A coupled flow, geomechanical and heat transfer model for the potential
injection zone and surrounding formations has been developed. All the modeling
focuses on a single well performance and considers induced fracturing for both
isothermal and thermal injection conditions. The induced thermal effects of CO2
injection on stresses, displacements, fracture pressure and propagation are
investigated. Possibility of shear failure in the caprock resulting from heat
transfer between reservoir and the overburden layers is also examined.
Displacements will be smaller for the thermal model compared to isothermal
model. In the thermal case, the total minimum stress at the wellbore decreases
with time and falls below the injection pressure quite early during injection.
Therefore, fracturing occurs at considerably lower pressure for the thermal
model. The coupled thermal and dynamic fracture model shows that thermal
effects of injection could increase the speed of fracture propagation in the
storage layer depending on the injection rate. These phenomena are dependent
primarily on the difference between the injection and reservoir
temperature.
An optimization algorithm for injection temperature is discussed based on
limiting the maximum fracture length and minimizing the risk of leakage from
thermal effects of CO2 storage while improving the injection capacity.

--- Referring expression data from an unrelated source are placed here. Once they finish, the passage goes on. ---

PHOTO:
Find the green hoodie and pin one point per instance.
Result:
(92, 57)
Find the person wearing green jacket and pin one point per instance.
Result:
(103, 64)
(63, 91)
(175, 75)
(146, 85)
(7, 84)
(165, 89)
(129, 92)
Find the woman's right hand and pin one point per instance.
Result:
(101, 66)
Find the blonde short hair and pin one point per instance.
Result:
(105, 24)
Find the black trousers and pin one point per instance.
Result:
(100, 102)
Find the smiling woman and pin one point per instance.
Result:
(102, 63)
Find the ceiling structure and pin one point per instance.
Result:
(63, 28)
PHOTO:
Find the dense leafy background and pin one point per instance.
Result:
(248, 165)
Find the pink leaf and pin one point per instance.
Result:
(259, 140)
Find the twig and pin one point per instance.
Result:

Incorporation of thermal effects in modeling of CO2 injection is significant
for understanding the dynamics of induced fracturing in storage operations. Our
work shows that the injection capacity with cold CO2 injection could be
significantly lower than expected, and it may be impractical to avoid induced
fracture development. In risk assessment studies inclusion of the thermal
effects will help prevent the unexpected leakage in storage projects. The
methodology developed will play an important role in process optimization for
maximizing the injection capacity while maintaining the safety of
storage.
Introduction
Ohio River Valley, located adjacent to the Mountaineer power plant in New
Haven, West Virginia, is considered for saline aquifer geological storage of
CO2. This valley is in a relatively stable, intraplate tectonic setting and the
regional stress state is in strike slip to reverse faulting regime with the
maximum stress oriented northeast to east-northeast. (Lucier et al,
2006).
Based on current sequestration pilot projects and enhanced oil recovery
efforts, evidence suggests that geologic sequestration is a technically viable
means to significantly reduce anthropogenic emissions of CO2 (Solomon, 2006;
Preston et al., 2005; Wright, 2007) Once CO2 is injected, the pressure and
temperature of the formation is affected by the mass and heat transfer between
the injected and in place fluid. These changes have geomechanical consequences
on stresses, displacements, fracture pressure and its propagation. Since
injected induced geomechanical effects could lead to formation or reactivation
of fracture network, rock shear failure and fault movements which could
potentially provide pathways for CO2 leakage, geomechanical modeling plays a
very important role in risk assessment of geological storage of CO2.